La emergencia de la inteligencia artificial generativa confirma también esta perspectiva. Las máquinas no distinguen entre lengua, habla y lenguaje: producen texto. Cuando un sistema genera un ensayo, un poema o una conversación, lo que entrega al usuario es un cuerpo discursivo. No importa si lo hace en inglés, en español o en otra lengua; el producto siempre es texto, y ese texto es lenguaje. Si aplicáramos la triada saussureana a la IAG, caeríamos en un callejón sin salida. ¿Cuál sería la lengua? ¿El código estadístico interno? ¿Dónde estaría el habla? ¿En la interacción concreta? Tales preguntas pierden sentido porque la IAG, como los hablantes humanos, solo opera mediante la producción y la interpretación de textos.
En este sentido, el texto es la verdadera concreción del lenguaje. Un saludo, una receta de cocina, una novela, una conferencia académica o un meme de redes sociales: todo es texto. Y todo texto, en tanto vehículo de significados compartidos, es lenguaje. La escuela estructuralista buscó dividir para estudiar, pero la realidad comunicativa nos invita a integrar. Cada vez que escribimos un correo electrónico o que participamos en una conversación digital, lo que se pone en juego no es una abstracción separada entre lengua y habla, sino lenguaje vivo, actual, histórico.

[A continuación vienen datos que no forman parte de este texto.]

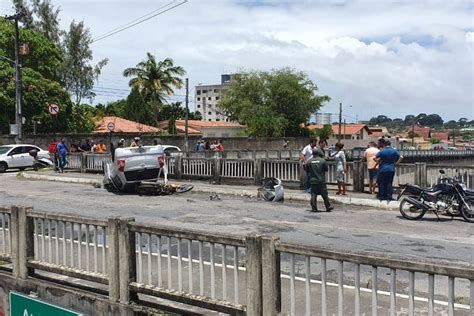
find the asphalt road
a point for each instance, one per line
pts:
(346, 228)
(352, 228)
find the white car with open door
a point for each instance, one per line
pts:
(18, 157)
(133, 165)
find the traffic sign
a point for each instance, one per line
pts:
(53, 109)
(110, 126)
(21, 305)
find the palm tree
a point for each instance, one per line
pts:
(155, 80)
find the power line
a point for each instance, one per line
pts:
(128, 25)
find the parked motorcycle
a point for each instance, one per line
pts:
(40, 163)
(448, 196)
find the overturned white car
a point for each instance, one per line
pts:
(132, 165)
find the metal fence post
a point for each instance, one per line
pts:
(127, 260)
(254, 275)
(83, 163)
(113, 259)
(358, 176)
(257, 171)
(26, 244)
(217, 170)
(178, 167)
(271, 282)
(421, 176)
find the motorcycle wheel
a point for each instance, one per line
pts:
(411, 211)
(466, 214)
(184, 188)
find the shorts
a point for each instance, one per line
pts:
(373, 174)
(340, 176)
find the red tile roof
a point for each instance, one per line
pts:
(440, 135)
(211, 124)
(123, 126)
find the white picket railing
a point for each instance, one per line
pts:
(237, 168)
(200, 167)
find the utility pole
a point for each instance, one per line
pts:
(186, 116)
(18, 97)
(340, 122)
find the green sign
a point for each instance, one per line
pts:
(24, 305)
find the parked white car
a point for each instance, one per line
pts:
(18, 157)
(172, 151)
(133, 165)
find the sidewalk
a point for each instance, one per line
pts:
(352, 198)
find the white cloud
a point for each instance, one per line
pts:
(383, 57)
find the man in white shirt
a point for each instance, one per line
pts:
(307, 154)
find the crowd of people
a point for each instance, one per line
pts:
(381, 159)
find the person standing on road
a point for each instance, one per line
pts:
(387, 158)
(136, 142)
(62, 153)
(341, 169)
(372, 165)
(317, 168)
(306, 155)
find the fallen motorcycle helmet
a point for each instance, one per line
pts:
(272, 190)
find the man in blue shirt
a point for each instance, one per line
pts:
(387, 158)
(62, 153)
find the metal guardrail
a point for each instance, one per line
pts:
(5, 235)
(252, 275)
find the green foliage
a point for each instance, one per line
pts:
(271, 103)
(155, 80)
(40, 87)
(78, 74)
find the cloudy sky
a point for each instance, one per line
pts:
(376, 57)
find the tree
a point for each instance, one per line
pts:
(155, 80)
(272, 103)
(78, 74)
(40, 85)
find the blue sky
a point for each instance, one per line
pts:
(382, 57)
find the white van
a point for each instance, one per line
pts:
(133, 165)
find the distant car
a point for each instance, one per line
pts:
(18, 157)
(171, 150)
(133, 165)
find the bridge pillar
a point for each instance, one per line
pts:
(254, 275)
(358, 176)
(421, 177)
(271, 282)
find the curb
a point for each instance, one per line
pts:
(289, 196)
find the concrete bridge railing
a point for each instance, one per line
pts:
(290, 171)
(238, 275)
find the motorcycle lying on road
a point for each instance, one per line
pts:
(448, 196)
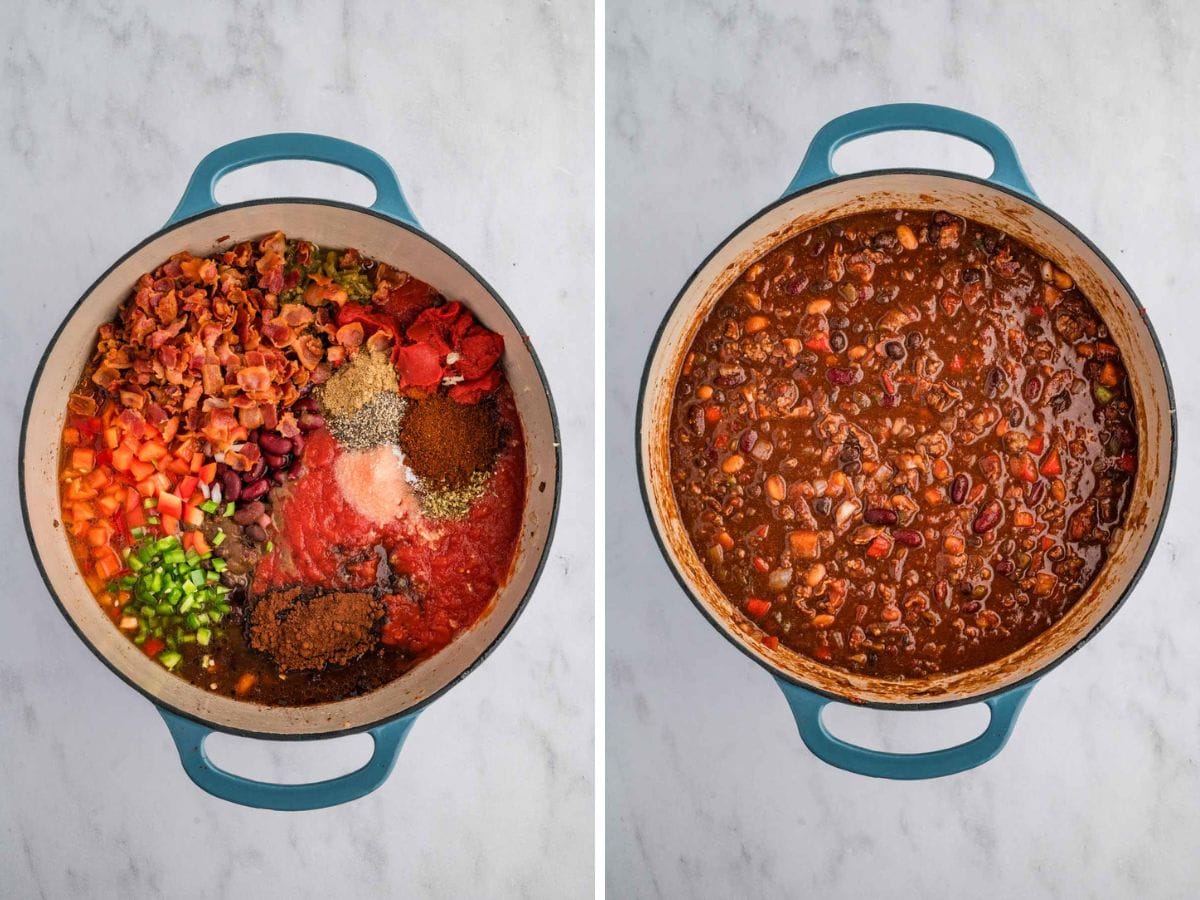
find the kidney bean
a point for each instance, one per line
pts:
(250, 513)
(255, 490)
(988, 517)
(1036, 491)
(1032, 389)
(256, 472)
(231, 485)
(959, 487)
(879, 515)
(275, 444)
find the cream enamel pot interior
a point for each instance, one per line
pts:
(1007, 203)
(388, 232)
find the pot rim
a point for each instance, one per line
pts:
(303, 736)
(778, 671)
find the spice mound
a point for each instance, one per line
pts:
(448, 442)
(311, 634)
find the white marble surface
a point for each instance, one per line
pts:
(485, 112)
(709, 791)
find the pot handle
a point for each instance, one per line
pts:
(817, 163)
(807, 708)
(293, 145)
(190, 737)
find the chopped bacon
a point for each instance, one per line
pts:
(255, 379)
(351, 335)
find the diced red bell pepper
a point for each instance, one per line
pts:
(169, 504)
(123, 457)
(186, 486)
(193, 515)
(151, 450)
(1051, 466)
(83, 459)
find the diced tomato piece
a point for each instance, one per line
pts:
(108, 567)
(97, 479)
(169, 504)
(83, 459)
(1051, 466)
(193, 515)
(756, 607)
(99, 534)
(123, 457)
(151, 450)
(199, 543)
(186, 486)
(141, 469)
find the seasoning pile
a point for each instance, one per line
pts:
(450, 448)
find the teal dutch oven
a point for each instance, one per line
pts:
(387, 231)
(1003, 201)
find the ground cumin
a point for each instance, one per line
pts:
(448, 442)
(311, 634)
(367, 373)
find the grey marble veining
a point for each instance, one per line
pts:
(485, 112)
(709, 791)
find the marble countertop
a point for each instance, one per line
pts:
(487, 119)
(709, 791)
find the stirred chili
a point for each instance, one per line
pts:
(901, 443)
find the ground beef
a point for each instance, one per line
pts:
(312, 633)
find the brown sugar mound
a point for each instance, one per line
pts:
(311, 634)
(448, 442)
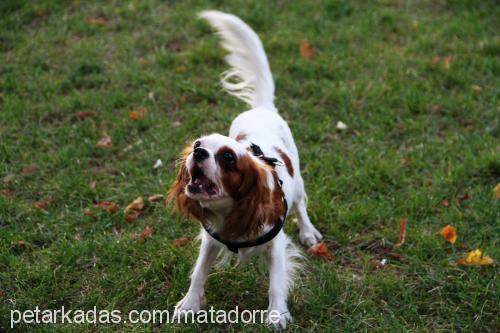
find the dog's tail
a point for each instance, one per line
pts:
(249, 77)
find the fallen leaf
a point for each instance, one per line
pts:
(306, 50)
(137, 204)
(82, 115)
(462, 198)
(132, 215)
(43, 204)
(449, 233)
(155, 197)
(29, 170)
(139, 114)
(475, 88)
(341, 126)
(158, 164)
(445, 203)
(105, 142)
(475, 258)
(179, 242)
(98, 21)
(402, 232)
(146, 233)
(378, 264)
(107, 206)
(320, 250)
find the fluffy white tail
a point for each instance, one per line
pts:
(249, 77)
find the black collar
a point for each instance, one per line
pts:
(233, 246)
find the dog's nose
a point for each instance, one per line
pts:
(200, 154)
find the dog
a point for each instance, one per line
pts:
(241, 187)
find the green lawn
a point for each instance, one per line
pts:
(424, 128)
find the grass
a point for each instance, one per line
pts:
(425, 132)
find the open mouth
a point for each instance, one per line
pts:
(200, 184)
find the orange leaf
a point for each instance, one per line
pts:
(306, 50)
(320, 250)
(29, 170)
(179, 242)
(139, 114)
(99, 21)
(105, 142)
(402, 232)
(449, 233)
(107, 206)
(462, 198)
(146, 233)
(475, 258)
(137, 204)
(43, 203)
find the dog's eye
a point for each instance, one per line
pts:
(228, 157)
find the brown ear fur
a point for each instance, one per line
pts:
(177, 193)
(255, 204)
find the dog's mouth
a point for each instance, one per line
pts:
(200, 185)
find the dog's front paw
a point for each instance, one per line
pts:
(310, 237)
(279, 318)
(189, 305)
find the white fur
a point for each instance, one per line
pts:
(261, 125)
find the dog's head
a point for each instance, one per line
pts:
(219, 176)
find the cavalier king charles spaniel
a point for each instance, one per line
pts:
(241, 187)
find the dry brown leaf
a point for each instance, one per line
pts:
(107, 206)
(449, 233)
(105, 142)
(179, 242)
(476, 258)
(320, 250)
(43, 204)
(82, 115)
(155, 197)
(137, 114)
(146, 233)
(462, 198)
(306, 50)
(29, 170)
(132, 215)
(98, 21)
(402, 232)
(137, 205)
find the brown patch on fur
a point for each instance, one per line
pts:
(241, 136)
(286, 159)
(177, 192)
(246, 183)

El reto contemporáneo consiste en asumir el lenguaje como totalidad. Los hablantes y las tecnologías no procesan compartimentos, sino unidades de sentido. De ahí que toda producción discursiva, desde la más simple hasta la más elaborada, deba entenderse como lenguaje en acción. Esta postura no niega el valor histórico del estructuralismo; reconoce su aporte inicial, pero propone superarlo en aras de una visión más ajustada a la vida. Tal superación es urgente en un mundo donde la comunicación es inmediata, digital y multimodal. Cuando un joven sube un video a TikTok, mezcla palabras, gestos, música e imágenes. ¿Cómo clasificar esa realidad dentro de la rígida triada saussureana? Resulta imposible. Lo único coherente es afirmar que lo que tenemos es lenguaje.

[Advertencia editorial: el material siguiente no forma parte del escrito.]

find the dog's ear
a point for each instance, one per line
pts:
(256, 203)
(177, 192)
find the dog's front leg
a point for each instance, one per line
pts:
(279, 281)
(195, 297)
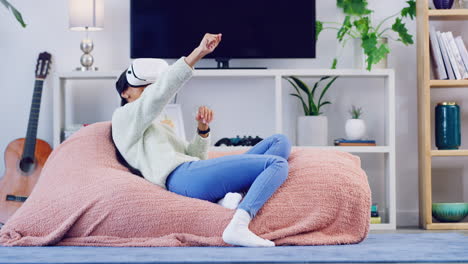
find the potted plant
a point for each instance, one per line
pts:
(370, 38)
(355, 127)
(312, 128)
(15, 12)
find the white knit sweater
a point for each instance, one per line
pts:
(150, 146)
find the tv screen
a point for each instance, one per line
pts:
(250, 28)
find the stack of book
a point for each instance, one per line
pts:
(449, 56)
(346, 142)
(375, 218)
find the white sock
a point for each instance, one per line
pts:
(237, 232)
(230, 200)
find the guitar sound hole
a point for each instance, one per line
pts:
(26, 165)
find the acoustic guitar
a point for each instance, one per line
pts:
(25, 157)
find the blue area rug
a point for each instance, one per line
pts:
(419, 248)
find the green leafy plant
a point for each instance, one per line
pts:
(309, 103)
(15, 12)
(355, 112)
(358, 25)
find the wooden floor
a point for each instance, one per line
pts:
(416, 229)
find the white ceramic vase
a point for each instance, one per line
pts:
(360, 57)
(355, 129)
(312, 131)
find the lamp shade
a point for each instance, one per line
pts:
(86, 14)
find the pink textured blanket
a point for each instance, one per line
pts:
(85, 197)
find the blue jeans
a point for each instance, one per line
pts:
(259, 172)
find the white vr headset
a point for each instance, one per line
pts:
(145, 71)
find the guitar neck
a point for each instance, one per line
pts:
(31, 134)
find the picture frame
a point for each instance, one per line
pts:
(172, 116)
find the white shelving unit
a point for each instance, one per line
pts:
(388, 149)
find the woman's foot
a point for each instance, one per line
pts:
(237, 232)
(230, 200)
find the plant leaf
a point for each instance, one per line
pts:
(354, 7)
(15, 12)
(335, 61)
(326, 88)
(362, 25)
(344, 28)
(306, 110)
(410, 10)
(318, 28)
(301, 84)
(402, 31)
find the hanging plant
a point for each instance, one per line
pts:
(358, 25)
(15, 12)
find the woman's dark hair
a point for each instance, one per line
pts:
(122, 161)
(122, 85)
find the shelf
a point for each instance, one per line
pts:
(448, 14)
(447, 226)
(448, 83)
(351, 149)
(449, 152)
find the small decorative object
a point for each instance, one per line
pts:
(237, 141)
(312, 128)
(72, 129)
(447, 125)
(86, 15)
(358, 25)
(449, 212)
(346, 142)
(171, 115)
(355, 128)
(463, 3)
(443, 4)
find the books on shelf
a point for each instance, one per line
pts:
(449, 56)
(345, 142)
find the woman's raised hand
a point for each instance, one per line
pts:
(204, 117)
(209, 43)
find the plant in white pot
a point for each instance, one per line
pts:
(312, 128)
(355, 127)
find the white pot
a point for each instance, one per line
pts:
(360, 57)
(312, 131)
(355, 129)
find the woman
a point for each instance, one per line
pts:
(153, 150)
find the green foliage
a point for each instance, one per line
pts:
(358, 24)
(410, 10)
(318, 28)
(15, 12)
(402, 31)
(354, 7)
(355, 112)
(309, 103)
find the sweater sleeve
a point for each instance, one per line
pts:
(132, 119)
(198, 147)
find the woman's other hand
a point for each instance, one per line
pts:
(204, 117)
(207, 45)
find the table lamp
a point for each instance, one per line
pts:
(86, 15)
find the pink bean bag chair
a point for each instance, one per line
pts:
(85, 197)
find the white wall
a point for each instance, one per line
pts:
(236, 114)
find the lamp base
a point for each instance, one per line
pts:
(82, 68)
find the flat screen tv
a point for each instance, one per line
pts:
(250, 28)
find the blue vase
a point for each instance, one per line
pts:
(447, 125)
(443, 4)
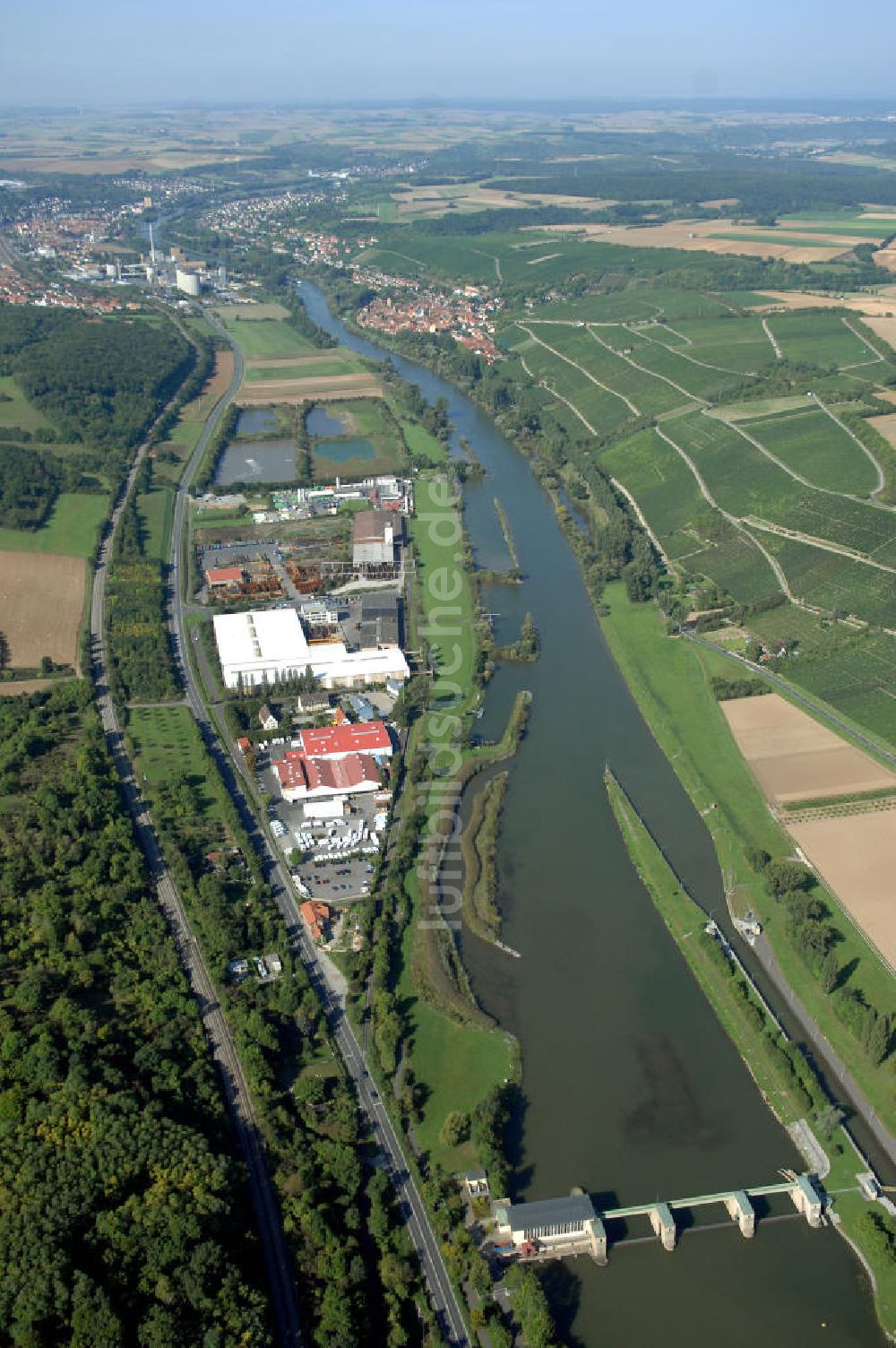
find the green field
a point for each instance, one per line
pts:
(168, 746)
(853, 670)
(744, 481)
(366, 419)
(423, 445)
(670, 682)
(817, 448)
(821, 339)
(70, 531)
(265, 336)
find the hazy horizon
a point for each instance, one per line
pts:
(103, 53)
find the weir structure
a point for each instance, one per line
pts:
(556, 1227)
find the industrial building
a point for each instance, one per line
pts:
(374, 537)
(551, 1220)
(265, 646)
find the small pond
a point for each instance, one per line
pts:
(321, 422)
(259, 462)
(256, 421)
(339, 451)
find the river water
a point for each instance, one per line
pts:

La distinción estructuralista entre lenguaje, lengua y habla fue útil en su momento, pero hoy carece de vigencia práctica. En la vida real de los hablantes y en la producción textual de la inteligencia artificial generativa, todo se resume en un hecho innegable: todo texto es lenguaje, y todo discurso es, en esencia, lenguaje. Por tanto, más que dividir, debemos integrar. El camino del estudio del lenguaje en el siglo XXI es reconocer la centralidad del texto como su manifestación concreta y su unidad esencial. Solo así comprenderemos plenamente el poder creador, transformador y unificador del lenguaje en nuestras sociedades.
Espero, con este breve ensayo, haber podido responder a mis maestros, colegas y estudiantes de lingüística; sobre todo, a quienes, tras leer mis escritos, no dejan de decirme por los pasillos de la UASD que no conozco "el estructuralismo, ni la lingüística científica, que confundo el lenguaje, el cual no se habla, ni se escribe por ser una capacidad únicamente humana; y que la lengua es el sistema y que el habla es el uso concreto de una lengua y que el lenguaje es la capacidad únicamente humana". Sí, leí todas esas teorías hace más de 20 años junto al inolvidable profesor Celso Joaquín Benavides García, en los textos fundacionales y también en otros manuales recientes. Empero, el maestro me enseñó a cuestionarlo todo, a no dar nada por bueno y válido sin antes someterlo al escrutinio, al laboratorio de la experiencia y la razón. ¡Enhorabuena!